食物繊維入りサプリを単独で使用するよりも、乳酸菌などの善玉菌を同時に増やしてあげる方がより効果的です。乳酸菌やビフィズス菌などの善玉菌はヨーグルトなどに含まれることで知られていますが、偏った食事をしていると不足しがちになります。

食生活を見直し、ヨーグルトや味噌、漬物などの発酵食品を取り入れることはもちろん大事ですが、もし十分な摂取が難しいならばサプリメントを活用するのも良いでしょう。

善玉菌サプリメントを活用するのも効果的

また、腸内細菌のバランスを整えるには、腸内細菌の多様性もとても大切です。1種類だけの善玉菌を増やすよりも、さまざまな種類の善玉菌を取り入れ、増やしてあげた方が理想的な腸内バランスに近づきます。

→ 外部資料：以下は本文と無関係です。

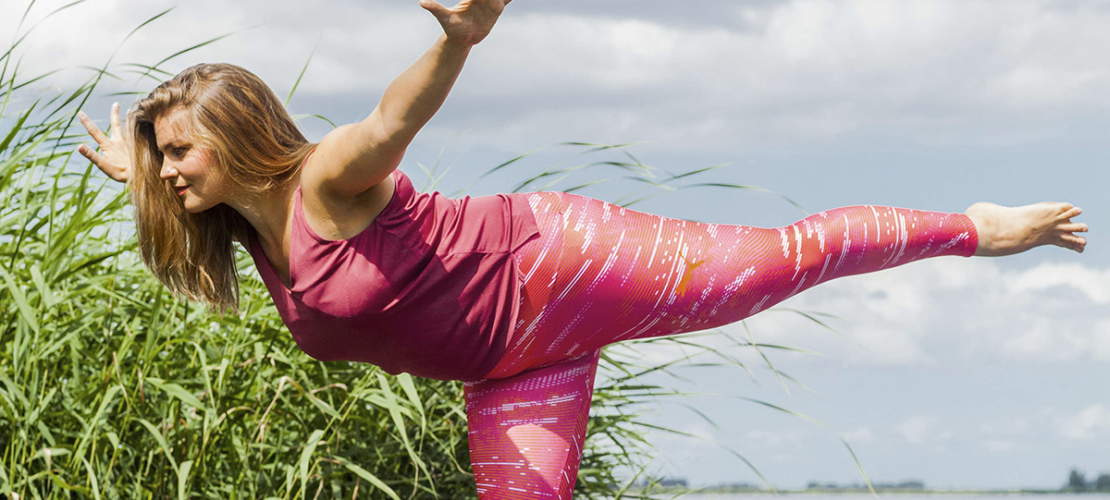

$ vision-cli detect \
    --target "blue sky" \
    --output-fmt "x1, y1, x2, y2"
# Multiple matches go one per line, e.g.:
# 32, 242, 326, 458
0, 0, 1110, 488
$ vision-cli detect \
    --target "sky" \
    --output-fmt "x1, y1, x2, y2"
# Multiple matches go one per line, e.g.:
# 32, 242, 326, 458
0, 0, 1110, 488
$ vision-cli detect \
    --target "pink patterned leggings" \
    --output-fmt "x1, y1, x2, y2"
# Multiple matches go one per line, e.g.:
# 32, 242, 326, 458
464, 192, 978, 500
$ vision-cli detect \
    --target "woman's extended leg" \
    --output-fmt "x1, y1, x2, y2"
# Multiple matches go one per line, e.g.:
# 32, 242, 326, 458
486, 193, 978, 378
465, 193, 1086, 500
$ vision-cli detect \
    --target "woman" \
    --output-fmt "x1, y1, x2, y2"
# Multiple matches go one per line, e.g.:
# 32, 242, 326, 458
79, 0, 1087, 499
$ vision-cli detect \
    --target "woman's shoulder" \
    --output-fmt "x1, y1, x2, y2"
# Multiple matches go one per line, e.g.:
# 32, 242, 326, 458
300, 154, 403, 241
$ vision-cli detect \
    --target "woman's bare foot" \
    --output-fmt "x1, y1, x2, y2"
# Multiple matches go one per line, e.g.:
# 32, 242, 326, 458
965, 201, 1087, 257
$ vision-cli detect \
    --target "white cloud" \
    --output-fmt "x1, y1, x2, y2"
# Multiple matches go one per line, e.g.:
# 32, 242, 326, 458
895, 414, 937, 444
979, 417, 1031, 437
0, 0, 1110, 148
982, 439, 1021, 452
840, 426, 875, 444
1059, 404, 1110, 440
747, 429, 803, 449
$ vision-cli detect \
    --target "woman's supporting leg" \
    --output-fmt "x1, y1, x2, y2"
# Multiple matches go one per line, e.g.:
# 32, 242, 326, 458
463, 351, 599, 500
486, 192, 978, 378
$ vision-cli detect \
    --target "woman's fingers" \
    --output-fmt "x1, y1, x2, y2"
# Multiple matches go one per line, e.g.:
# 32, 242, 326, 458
77, 144, 108, 165
420, 0, 451, 21
111, 102, 123, 139
77, 111, 108, 144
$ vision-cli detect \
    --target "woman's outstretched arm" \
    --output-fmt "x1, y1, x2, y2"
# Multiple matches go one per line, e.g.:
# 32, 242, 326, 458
313, 0, 508, 197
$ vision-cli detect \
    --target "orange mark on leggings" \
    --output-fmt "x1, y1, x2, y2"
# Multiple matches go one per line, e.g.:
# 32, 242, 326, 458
675, 250, 705, 296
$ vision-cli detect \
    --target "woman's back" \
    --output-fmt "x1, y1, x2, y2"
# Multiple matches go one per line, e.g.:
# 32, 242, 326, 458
249, 165, 537, 380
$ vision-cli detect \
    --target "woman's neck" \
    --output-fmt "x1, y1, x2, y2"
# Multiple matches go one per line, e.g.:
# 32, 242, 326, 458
225, 173, 301, 253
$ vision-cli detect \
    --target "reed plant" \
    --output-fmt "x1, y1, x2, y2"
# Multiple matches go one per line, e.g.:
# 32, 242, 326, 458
0, 2, 848, 500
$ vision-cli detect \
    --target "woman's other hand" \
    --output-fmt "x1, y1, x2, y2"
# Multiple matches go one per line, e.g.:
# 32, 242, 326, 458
77, 102, 131, 182
420, 0, 512, 47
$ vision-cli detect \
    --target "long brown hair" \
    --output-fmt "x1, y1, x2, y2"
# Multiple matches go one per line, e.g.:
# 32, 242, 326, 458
128, 63, 315, 313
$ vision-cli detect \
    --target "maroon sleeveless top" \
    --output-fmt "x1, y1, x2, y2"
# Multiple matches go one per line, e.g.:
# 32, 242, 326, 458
249, 165, 538, 380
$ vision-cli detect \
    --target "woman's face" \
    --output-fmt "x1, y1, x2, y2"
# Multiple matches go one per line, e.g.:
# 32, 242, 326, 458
154, 107, 229, 213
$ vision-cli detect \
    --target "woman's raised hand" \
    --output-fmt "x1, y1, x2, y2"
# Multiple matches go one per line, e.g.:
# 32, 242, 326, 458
420, 0, 512, 47
77, 102, 131, 182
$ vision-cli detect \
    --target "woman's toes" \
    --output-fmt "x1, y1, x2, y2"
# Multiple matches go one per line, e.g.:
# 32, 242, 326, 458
1060, 232, 1087, 253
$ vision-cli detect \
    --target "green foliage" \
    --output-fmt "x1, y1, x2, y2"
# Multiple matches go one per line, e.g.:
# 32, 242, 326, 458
0, 1, 834, 500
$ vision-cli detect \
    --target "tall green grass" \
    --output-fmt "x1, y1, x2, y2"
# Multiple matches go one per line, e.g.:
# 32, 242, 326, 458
0, 2, 856, 500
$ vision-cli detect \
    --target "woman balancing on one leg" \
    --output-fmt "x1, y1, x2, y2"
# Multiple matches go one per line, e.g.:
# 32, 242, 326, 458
79, 0, 1087, 499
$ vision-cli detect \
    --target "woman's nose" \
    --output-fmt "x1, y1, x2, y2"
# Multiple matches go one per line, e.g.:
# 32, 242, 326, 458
158, 161, 178, 180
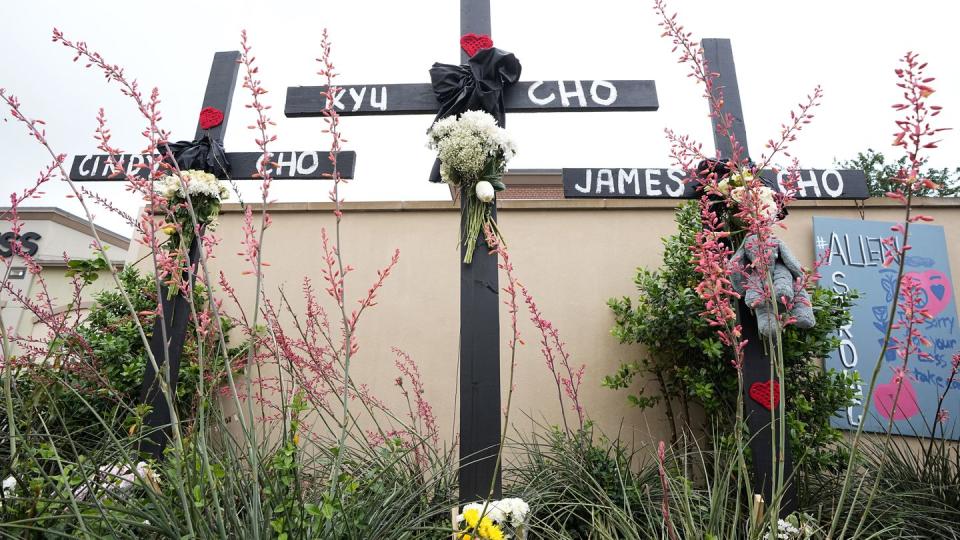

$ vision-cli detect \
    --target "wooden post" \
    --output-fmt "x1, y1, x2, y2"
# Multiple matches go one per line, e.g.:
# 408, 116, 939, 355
459, 0, 506, 503
140, 51, 240, 459
702, 39, 797, 517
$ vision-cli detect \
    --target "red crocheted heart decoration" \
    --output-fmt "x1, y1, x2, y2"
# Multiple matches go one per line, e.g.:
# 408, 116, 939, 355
750, 381, 780, 411
200, 107, 223, 129
460, 34, 493, 56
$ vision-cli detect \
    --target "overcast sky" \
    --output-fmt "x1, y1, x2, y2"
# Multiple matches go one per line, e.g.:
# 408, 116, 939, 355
0, 0, 960, 233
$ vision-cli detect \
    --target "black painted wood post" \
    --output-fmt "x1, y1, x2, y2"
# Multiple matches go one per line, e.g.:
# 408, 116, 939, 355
140, 51, 240, 459
701, 39, 797, 517
459, 0, 501, 503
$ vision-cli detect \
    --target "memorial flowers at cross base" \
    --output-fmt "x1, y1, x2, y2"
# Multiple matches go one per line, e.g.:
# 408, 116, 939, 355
456, 498, 530, 540
427, 111, 516, 264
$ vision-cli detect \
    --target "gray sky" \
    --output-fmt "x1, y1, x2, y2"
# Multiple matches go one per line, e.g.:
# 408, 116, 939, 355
0, 0, 960, 232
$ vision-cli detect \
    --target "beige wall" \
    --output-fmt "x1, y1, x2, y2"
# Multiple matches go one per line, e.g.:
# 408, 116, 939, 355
0, 207, 130, 348
189, 200, 960, 448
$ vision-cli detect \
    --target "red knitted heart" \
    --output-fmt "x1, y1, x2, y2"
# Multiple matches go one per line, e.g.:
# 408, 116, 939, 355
200, 107, 223, 129
750, 381, 780, 411
460, 34, 493, 56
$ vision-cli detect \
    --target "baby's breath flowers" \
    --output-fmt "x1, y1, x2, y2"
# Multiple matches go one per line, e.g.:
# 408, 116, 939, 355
427, 111, 517, 264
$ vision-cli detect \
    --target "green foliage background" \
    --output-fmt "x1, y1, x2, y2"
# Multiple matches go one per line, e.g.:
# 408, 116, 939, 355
603, 201, 854, 471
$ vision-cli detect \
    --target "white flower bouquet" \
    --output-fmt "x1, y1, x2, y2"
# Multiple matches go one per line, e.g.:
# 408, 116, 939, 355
427, 111, 517, 264
717, 169, 780, 220
154, 169, 230, 249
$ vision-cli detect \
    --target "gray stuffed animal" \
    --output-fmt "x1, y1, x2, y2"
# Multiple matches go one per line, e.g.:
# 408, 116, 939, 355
731, 235, 816, 337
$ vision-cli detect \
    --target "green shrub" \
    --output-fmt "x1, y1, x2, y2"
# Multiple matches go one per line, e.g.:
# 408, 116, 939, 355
604, 201, 855, 471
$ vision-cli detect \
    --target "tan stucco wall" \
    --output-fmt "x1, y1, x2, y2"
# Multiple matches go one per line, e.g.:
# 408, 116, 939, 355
0, 207, 130, 351
188, 200, 960, 448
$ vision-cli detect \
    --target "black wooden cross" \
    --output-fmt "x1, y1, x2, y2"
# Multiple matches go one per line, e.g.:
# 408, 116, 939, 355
284, 0, 659, 502
562, 39, 869, 517
70, 51, 356, 181
562, 39, 870, 200
70, 51, 356, 459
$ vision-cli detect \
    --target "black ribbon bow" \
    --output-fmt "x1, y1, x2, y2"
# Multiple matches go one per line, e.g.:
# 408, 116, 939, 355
430, 47, 521, 182
163, 133, 230, 179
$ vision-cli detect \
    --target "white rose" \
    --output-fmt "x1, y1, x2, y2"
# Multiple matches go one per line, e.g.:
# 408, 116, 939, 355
476, 180, 495, 202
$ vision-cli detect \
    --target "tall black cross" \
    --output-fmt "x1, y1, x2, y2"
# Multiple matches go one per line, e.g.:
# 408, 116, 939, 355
70, 51, 356, 459
284, 0, 659, 502
562, 39, 869, 516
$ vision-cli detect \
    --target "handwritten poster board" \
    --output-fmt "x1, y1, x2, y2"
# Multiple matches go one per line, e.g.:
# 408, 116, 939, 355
813, 217, 960, 440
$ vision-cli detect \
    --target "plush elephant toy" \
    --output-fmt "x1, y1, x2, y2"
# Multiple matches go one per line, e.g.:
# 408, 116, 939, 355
731, 235, 816, 337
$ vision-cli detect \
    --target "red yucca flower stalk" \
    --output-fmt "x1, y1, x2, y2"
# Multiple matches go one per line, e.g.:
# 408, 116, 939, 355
827, 52, 947, 538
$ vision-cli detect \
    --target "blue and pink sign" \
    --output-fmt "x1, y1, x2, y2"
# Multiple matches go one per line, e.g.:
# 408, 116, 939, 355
813, 217, 960, 439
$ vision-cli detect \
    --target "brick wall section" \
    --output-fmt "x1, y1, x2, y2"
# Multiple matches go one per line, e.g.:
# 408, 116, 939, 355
497, 184, 563, 201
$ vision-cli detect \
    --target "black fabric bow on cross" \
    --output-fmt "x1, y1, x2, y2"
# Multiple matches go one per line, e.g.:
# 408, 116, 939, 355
430, 47, 521, 183
694, 158, 789, 221
163, 133, 230, 179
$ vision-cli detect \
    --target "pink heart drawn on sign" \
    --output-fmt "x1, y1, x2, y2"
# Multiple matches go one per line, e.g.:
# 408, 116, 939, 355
904, 270, 953, 317
873, 375, 920, 420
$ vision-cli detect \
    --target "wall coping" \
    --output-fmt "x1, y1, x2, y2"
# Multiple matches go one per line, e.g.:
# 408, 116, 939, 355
220, 197, 960, 214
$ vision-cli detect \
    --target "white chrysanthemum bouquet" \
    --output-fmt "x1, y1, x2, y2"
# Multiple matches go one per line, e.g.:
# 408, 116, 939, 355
427, 111, 517, 264
717, 169, 780, 220
155, 169, 230, 249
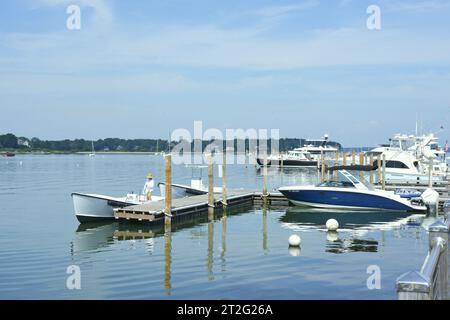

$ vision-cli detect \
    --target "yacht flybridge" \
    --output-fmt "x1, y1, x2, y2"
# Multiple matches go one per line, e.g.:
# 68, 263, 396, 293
256, 135, 339, 167
279, 170, 427, 212
368, 134, 449, 184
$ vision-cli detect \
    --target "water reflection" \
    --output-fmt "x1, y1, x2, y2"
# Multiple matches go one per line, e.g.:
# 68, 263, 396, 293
280, 207, 412, 230
325, 238, 378, 254
220, 208, 228, 272
262, 206, 269, 254
280, 207, 435, 255
70, 222, 119, 256
164, 224, 172, 296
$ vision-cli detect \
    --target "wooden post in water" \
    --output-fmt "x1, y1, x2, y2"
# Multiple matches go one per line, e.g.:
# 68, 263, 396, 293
377, 154, 382, 185
333, 151, 339, 181
381, 154, 386, 190
207, 220, 214, 280
320, 152, 325, 182
263, 155, 267, 204
164, 224, 172, 296
262, 206, 269, 252
428, 158, 433, 189
359, 152, 365, 182
369, 153, 374, 186
220, 207, 227, 271
208, 156, 214, 220
164, 154, 172, 224
222, 151, 228, 207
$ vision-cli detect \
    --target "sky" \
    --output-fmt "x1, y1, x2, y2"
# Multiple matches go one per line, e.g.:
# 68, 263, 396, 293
0, 0, 450, 146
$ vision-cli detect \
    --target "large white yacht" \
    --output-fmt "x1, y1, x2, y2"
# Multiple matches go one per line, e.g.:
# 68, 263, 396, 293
368, 134, 448, 184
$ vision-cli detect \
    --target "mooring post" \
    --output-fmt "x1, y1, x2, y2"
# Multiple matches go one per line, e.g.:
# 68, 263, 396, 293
381, 154, 386, 190
369, 153, 374, 186
320, 152, 325, 182
263, 155, 267, 203
359, 152, 365, 182
428, 220, 449, 300
164, 154, 172, 224
428, 157, 433, 189
377, 155, 381, 185
164, 224, 172, 296
208, 220, 214, 280
208, 155, 214, 220
262, 206, 269, 252
333, 151, 339, 181
222, 152, 227, 207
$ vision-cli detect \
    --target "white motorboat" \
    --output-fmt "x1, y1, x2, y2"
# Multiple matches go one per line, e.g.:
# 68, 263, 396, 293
279, 170, 427, 212
72, 192, 164, 223
256, 135, 339, 167
72, 174, 164, 223
368, 135, 448, 184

バランス良く善玉菌を一度に摂取できるサプリメントを、次の記事で紹介しています。

こちらのサプリメントには、食物繊維も含まれています。ただし、量は少ないので、食物繊維が足りないと感じる方は、食物繊維の含有量が多いサプリメントと、合わせて摂取する事をおすすめます

最後に

食物繊維入りサプリメントは、食物繊維不足による便秘対策に役立つサプリとしておすすめです。自分に合ったタイプの食物繊維を取り入れましょう。

また、便秘に悩んでいる人は水溶性食物繊維と合わせて腸内細菌のバランスを整えてあげることが、解決への近道となるはずです。食事やサプリメントなどで足りない成分を補って、便秘解消を目指しましょう。